Indeed, it’s becoming harder to see whose needs are being met by the business model Brockwell Live, Superstruct and KKR embody. It’s certainly not the artists who’ve been forced to choose between their careers and their ethics, or audiences unsure the day before a festival if they’ll even be allowed in (Lambeth’s scramble to deal with the fallout from Protect Brockwell Park’s court win meant that planning permission wasn’t officially granted until 18 hours before the doors opened). Residents forced to watch their parks degrade, local politicians backed into contentious deal-making, and even the festivals themselves seem equally ill-served by the current state of affairs.

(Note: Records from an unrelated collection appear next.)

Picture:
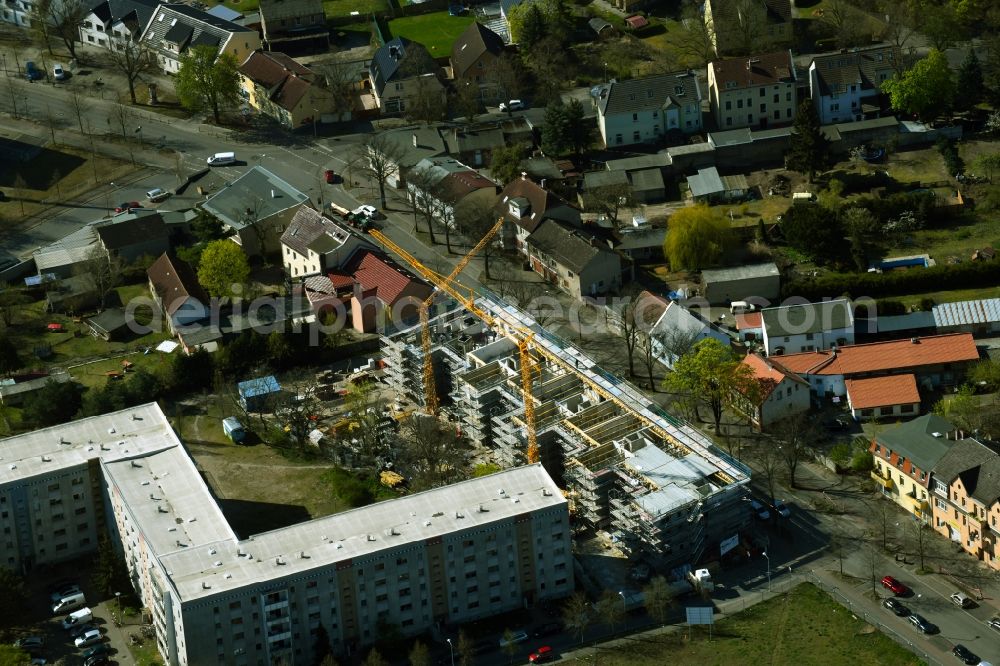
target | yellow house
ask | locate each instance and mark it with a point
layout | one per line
(742, 27)
(904, 457)
(966, 495)
(275, 85)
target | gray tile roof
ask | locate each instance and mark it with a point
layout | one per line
(808, 317)
(977, 464)
(836, 72)
(652, 92)
(915, 440)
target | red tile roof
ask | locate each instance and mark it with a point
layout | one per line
(748, 320)
(882, 391)
(769, 373)
(883, 356)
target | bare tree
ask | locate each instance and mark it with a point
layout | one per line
(132, 59)
(379, 161)
(474, 217)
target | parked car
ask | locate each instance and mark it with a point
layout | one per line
(965, 654)
(894, 586)
(962, 600)
(89, 638)
(921, 623)
(760, 510)
(896, 607)
(541, 655)
(157, 194)
(546, 629)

With boycott calls now focusing on other KKR events, and Protect Brockwell Park gearing up for more legal action, the future feels precarious. The day before Wide Awake, booker Keith Miller sent an impassioned email to ticket holders: “We’ve had two stagnant weeks where our ticket sales have flatlined due to all the uncertainty” he wrote - a trend confirmed by sources close to the other Brockwell Park festivals - raising the possibility that Wide Awake, or indeed Brockwell Live as a whole, may end up unable to continue in their current form. If Miller’s warnings are to be heeded, it’s going to require a fundamental change of direction, an honest engagement with the criticisms being raised on all sides, and a renewed commitment to running these events ethically, lawfully and sustainably. Despite being pitched as a battle between ravers and local residents, the Battle of Brockwell Park may end up revealing that DJs and NIMBYs have more in common than they realise.

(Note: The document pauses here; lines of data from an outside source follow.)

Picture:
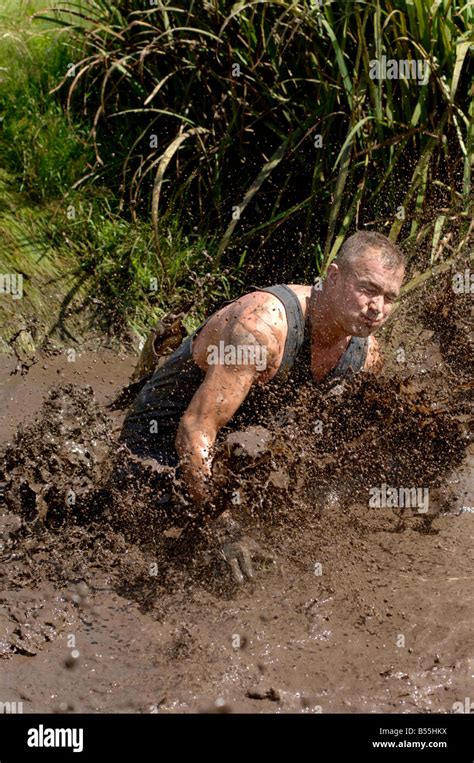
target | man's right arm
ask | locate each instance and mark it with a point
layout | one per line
(215, 402)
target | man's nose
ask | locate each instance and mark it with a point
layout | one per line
(376, 304)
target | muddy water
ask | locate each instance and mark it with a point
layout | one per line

Cyndi Handson Ellesse from Handson Family has curated a stage at Cross The Tracks since 2021: after discussion with the wider collective, she decided to perform this weekend. “I fully understand the concerns of local residents,” she says of Protect Brockwell Park’s campaign, “But it would have been absolutely insane for things to have been cancelled last minute, given the massive effect on so many different artists and promoters.” Her approach to the issue of a boycott has been similarly knotty, complicated by the fact that contracts had already been signed when discussions came into the spotlight. “It’s really difficult, we didn’t realise that Cross The Tracks was being targeted, given the profile of the people who run it,” she explains. “My politics have always stood with oppressed folks, but I also find there’s a tricky issue where those of us of colour are usually the ones being asked to do the most. There have been other events we’ve walked away from on political grounds, but we felt that if we cancelled here we’d just be sabotaging ourselves.”

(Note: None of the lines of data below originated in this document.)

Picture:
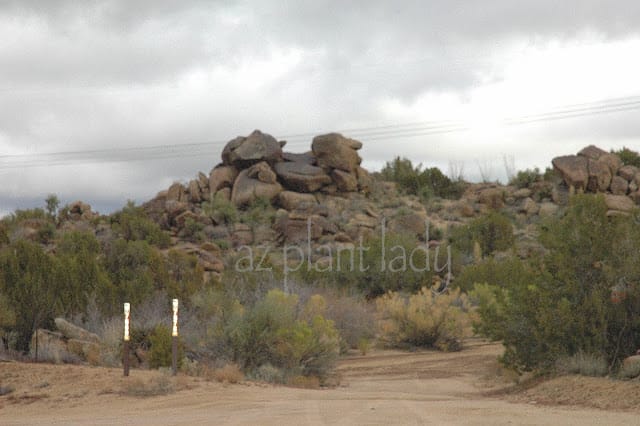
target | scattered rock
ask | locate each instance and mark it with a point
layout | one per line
(529, 207)
(290, 200)
(599, 176)
(573, 169)
(628, 172)
(245, 151)
(72, 331)
(612, 161)
(522, 193)
(222, 177)
(262, 172)
(334, 151)
(301, 177)
(619, 186)
(619, 202)
(548, 209)
(176, 192)
(592, 152)
(246, 190)
(306, 157)
(346, 182)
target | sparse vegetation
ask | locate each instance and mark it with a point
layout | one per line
(628, 156)
(159, 384)
(584, 364)
(424, 320)
(425, 183)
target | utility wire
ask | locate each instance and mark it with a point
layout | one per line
(372, 133)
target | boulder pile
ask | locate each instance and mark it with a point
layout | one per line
(255, 169)
(595, 170)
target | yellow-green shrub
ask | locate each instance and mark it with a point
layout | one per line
(424, 319)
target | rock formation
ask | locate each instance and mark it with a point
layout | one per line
(595, 170)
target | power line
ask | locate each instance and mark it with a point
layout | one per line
(371, 133)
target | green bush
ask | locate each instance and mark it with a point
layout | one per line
(274, 333)
(221, 210)
(133, 224)
(259, 211)
(565, 304)
(492, 231)
(628, 156)
(526, 178)
(160, 351)
(591, 365)
(424, 183)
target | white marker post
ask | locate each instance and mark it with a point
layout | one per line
(174, 338)
(125, 360)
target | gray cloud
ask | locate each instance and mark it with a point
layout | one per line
(117, 74)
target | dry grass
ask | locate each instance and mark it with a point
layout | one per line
(304, 382)
(230, 373)
(159, 384)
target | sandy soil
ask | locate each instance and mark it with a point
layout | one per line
(385, 387)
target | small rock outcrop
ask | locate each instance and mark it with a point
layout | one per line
(595, 170)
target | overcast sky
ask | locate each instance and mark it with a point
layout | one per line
(94, 81)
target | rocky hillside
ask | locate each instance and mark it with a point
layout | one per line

At the same time, Ellesse is clear that things can’t go on as they are: a theme repeated across multiple conversations with people involved in this year’s events. “We’re also talking about the demise of club culture and venues,” she says. “Festivals took that place in the market, but now things are so saturated, and costs have risen so much, that people like KKR are able to come in and take over, and we’re forced to work under these insane and inhumane alliances.” When asked if she’ll be approaching 2026 differently, she doesn’t hesitate. “A hundred per cent, we have to,” she says. “We’ve gone with it this year, but after this we’ll be asking ourselves, and I hope others will be asking themselves too: should we be doing this again? Why would we?”